The Quality You Can't Coach
The retailer Kohl’s Corp. early this month announced it had fired CEO Ashley Buchanan after just a few months on the job for not disclosing a romantic relationship with a vendor.
Media reports said the CEO had directed the company to sign a multimillion-dollar consulting contract with Boston Consulting Group, where his romantic partner was an adviser. In stores, he orchestrated the sale of her “wellness” coffee infused with supplements such as collagen and melatonin.
The mixture didn’t appeal to Kohl’s chairman, who reportedly met with the CEO and commissioned an investigation by an outside law firm, overseen by the audit committee. The board then fired Buchanan.
It wasn’t the first CEO scandal for a Fortune 500 company. A McDonald’s Corp. CEO lost his job in 2019 for violating company policies prohibiting dating or sexual relationships with direct or indirect reports. In 2021, he settled in a lawsuit with the company that accused him of having sexual relationships with multiple McDonald’s employees. In a statement at the time, he apologized.
The world’s most famous investor, Warren Buffett, places a high value on character. “Somebody once said that in looking for people to hire, you look for three qualities: integrity, intelligence and energy,” he was quoted as saying in the Omaha World-Herald in 1994. “And if they don’t have the first, the other two will kill you.”
Finding the right CEO is incredibly difficult. Banks usually want an internal candidate to take on the role, but it takes years to develop someone into the job.

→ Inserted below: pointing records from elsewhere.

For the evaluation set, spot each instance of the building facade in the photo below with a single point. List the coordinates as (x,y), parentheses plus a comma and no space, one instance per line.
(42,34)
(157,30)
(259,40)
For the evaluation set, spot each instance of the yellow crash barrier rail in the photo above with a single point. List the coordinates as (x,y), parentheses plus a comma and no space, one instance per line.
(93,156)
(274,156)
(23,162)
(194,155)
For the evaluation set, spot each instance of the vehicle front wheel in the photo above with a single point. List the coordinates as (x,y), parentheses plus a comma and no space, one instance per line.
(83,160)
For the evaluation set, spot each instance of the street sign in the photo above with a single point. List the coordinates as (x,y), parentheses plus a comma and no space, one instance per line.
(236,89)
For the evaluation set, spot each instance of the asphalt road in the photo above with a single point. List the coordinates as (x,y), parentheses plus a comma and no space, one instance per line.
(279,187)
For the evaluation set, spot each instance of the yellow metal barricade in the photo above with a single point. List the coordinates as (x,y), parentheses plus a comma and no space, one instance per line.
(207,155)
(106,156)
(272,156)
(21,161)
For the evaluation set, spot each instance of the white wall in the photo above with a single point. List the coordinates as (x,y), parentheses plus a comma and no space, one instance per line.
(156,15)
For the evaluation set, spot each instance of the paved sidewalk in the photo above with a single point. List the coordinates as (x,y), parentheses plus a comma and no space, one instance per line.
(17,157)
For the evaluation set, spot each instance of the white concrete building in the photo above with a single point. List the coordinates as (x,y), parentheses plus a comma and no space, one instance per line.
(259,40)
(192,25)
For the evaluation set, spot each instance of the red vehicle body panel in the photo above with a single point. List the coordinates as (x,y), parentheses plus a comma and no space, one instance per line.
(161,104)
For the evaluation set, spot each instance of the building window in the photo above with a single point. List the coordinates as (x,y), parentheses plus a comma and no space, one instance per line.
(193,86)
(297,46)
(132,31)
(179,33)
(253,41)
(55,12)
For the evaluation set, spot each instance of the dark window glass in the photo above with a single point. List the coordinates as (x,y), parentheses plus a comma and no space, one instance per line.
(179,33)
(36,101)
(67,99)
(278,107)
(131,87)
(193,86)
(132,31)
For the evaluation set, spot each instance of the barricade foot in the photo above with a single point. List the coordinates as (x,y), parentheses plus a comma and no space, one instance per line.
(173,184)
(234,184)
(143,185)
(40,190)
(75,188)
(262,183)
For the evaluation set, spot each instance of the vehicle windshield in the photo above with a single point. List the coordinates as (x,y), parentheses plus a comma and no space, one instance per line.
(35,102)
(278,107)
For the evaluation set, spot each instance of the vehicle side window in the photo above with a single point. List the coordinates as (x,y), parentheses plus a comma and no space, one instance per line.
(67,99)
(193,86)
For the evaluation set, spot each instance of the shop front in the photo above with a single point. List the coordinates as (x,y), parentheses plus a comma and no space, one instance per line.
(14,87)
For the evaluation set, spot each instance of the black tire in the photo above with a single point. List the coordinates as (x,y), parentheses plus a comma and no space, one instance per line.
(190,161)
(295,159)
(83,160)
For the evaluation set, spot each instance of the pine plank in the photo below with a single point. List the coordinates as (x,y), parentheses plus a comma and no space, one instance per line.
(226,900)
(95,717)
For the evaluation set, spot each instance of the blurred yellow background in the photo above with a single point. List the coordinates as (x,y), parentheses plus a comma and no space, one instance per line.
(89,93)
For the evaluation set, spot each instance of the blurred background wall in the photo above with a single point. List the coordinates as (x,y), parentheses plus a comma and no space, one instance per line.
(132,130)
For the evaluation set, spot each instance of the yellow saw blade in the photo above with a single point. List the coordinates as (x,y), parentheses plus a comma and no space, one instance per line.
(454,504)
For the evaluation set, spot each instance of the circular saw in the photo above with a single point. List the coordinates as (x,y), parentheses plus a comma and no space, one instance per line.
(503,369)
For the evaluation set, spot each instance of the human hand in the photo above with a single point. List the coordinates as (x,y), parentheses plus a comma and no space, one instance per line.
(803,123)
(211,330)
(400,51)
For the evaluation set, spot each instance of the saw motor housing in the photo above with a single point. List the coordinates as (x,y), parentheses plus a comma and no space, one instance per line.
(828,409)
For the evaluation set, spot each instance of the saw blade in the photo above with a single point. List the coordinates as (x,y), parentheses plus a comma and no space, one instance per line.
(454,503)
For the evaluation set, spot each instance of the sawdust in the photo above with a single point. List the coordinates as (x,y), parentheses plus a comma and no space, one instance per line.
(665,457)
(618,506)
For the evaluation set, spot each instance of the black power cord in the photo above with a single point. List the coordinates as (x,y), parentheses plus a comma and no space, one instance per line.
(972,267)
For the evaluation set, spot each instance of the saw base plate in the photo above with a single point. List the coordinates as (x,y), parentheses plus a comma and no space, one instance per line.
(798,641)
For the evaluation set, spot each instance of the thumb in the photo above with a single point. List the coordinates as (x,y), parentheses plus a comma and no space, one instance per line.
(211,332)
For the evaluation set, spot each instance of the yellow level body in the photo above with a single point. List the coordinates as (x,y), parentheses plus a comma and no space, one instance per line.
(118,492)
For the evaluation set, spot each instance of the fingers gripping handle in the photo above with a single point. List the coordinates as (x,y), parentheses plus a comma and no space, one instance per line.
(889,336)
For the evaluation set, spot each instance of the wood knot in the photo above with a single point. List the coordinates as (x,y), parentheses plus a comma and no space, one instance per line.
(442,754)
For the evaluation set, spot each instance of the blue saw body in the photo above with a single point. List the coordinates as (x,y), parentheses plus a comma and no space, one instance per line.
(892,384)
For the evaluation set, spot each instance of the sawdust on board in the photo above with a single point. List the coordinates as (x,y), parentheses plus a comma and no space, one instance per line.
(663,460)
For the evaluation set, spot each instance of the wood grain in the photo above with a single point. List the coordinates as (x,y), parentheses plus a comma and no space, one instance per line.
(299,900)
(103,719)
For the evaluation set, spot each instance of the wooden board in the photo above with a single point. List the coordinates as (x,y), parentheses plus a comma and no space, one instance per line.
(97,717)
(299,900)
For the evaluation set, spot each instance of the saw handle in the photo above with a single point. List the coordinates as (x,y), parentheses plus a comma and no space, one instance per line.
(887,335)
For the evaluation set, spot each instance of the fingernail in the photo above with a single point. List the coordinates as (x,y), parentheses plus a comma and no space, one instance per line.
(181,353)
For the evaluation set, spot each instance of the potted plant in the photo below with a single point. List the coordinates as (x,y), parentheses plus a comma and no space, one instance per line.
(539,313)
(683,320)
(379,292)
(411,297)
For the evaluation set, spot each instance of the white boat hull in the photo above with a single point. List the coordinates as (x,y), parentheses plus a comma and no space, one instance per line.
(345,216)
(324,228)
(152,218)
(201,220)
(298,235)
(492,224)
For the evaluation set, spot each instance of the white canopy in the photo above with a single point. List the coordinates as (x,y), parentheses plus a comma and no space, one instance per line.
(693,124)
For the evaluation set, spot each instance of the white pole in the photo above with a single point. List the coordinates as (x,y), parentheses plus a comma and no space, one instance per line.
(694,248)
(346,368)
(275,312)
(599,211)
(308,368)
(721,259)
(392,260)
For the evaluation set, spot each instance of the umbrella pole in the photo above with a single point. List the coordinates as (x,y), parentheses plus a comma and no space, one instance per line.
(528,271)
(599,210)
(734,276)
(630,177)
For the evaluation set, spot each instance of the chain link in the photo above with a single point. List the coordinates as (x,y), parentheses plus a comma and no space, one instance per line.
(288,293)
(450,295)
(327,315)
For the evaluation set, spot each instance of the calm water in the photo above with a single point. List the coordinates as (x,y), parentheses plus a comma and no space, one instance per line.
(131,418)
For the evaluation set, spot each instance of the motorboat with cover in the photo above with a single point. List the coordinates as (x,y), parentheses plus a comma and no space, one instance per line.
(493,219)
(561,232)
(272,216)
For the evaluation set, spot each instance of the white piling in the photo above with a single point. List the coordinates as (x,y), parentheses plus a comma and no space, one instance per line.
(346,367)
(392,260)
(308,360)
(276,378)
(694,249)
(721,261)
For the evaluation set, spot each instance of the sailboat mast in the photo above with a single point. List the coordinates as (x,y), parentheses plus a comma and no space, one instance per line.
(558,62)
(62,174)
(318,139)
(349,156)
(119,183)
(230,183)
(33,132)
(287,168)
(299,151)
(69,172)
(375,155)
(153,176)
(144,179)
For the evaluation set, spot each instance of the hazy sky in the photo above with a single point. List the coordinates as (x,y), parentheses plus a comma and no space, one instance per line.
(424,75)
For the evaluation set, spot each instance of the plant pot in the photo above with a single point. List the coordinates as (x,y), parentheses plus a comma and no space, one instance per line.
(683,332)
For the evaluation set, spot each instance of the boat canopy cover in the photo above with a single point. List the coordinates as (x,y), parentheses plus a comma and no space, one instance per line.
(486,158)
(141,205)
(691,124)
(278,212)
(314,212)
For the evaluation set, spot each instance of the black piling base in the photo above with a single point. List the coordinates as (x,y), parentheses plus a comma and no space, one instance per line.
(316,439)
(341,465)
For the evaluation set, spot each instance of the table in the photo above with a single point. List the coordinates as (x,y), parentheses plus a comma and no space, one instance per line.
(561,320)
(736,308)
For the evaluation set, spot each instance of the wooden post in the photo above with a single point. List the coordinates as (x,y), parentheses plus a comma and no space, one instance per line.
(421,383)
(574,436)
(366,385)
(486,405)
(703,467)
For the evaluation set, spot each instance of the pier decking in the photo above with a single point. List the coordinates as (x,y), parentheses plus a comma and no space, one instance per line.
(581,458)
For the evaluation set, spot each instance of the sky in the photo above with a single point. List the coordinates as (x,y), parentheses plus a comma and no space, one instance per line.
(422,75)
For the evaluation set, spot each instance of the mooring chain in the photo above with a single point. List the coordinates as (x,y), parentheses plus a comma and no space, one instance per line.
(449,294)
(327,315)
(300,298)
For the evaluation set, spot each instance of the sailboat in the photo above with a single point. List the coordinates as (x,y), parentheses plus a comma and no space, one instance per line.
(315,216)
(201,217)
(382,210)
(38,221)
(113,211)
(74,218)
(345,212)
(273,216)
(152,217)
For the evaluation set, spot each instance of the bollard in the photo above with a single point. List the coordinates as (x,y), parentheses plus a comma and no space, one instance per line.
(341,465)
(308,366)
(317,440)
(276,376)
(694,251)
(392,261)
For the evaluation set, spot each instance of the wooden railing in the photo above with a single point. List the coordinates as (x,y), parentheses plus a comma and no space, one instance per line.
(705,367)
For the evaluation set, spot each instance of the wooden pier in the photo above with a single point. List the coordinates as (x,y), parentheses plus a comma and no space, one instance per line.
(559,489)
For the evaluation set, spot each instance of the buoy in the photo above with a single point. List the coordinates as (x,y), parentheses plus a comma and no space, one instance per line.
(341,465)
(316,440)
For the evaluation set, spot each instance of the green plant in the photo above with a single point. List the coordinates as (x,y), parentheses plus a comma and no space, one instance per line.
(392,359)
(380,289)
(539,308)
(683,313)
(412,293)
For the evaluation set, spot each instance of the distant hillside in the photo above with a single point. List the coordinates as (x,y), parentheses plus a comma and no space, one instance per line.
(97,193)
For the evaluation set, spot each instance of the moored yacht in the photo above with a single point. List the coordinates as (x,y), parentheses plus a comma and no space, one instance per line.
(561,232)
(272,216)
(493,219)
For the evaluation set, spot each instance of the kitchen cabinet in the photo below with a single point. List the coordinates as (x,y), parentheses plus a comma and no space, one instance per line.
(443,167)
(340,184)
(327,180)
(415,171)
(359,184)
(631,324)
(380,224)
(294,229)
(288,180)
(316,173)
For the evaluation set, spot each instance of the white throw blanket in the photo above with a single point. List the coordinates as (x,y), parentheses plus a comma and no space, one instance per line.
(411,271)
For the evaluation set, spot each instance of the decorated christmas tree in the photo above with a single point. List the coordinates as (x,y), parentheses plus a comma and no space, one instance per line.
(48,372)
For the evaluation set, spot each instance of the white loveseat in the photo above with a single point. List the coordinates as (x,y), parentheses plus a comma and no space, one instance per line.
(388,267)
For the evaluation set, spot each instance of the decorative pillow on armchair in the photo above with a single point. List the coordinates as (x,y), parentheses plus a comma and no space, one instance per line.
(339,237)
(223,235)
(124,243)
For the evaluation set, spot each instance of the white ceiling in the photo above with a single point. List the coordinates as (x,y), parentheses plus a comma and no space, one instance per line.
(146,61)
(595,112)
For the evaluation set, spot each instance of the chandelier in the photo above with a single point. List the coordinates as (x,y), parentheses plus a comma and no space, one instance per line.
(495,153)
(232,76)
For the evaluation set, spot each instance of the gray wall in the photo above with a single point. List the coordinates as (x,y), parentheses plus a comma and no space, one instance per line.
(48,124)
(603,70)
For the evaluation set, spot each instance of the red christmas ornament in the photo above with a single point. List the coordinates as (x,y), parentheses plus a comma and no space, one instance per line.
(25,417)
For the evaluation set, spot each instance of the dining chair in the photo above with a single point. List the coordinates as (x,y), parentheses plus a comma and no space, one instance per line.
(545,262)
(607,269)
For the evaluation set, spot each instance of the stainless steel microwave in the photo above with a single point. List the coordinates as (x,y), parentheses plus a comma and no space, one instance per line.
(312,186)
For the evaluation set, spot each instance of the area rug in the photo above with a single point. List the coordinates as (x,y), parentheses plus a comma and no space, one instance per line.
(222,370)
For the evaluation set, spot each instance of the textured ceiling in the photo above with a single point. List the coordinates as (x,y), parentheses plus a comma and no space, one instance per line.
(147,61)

Not everyone percolates upward. Around a quarter of respondents to Bank Director’s 2025 Compensation & Talent Survey admit that their bank has hired or promoted a candidate at the C-suite level who turned out to be a poor fit within the past five years. The survey, sponsored by Chartwell Partners, publishes on BankDirector.com June 16.
Luckily, many required leadership skills are coachable, according to Julie Bell, who heads Chartwell Partners’ leadership advisory services. An executive can improve communication skills, executive presence, teamwork and accountability. He or she can learn how to develop people.
But some qualities are tough to coach, such as decisiveness and analytical skills, Bell said at Bank Director’s Acquire or Be Acquired Conference in January. And it’s downright impossible to coach vision and integrity. “You may know someone who can do that. I don’t do that,” she said.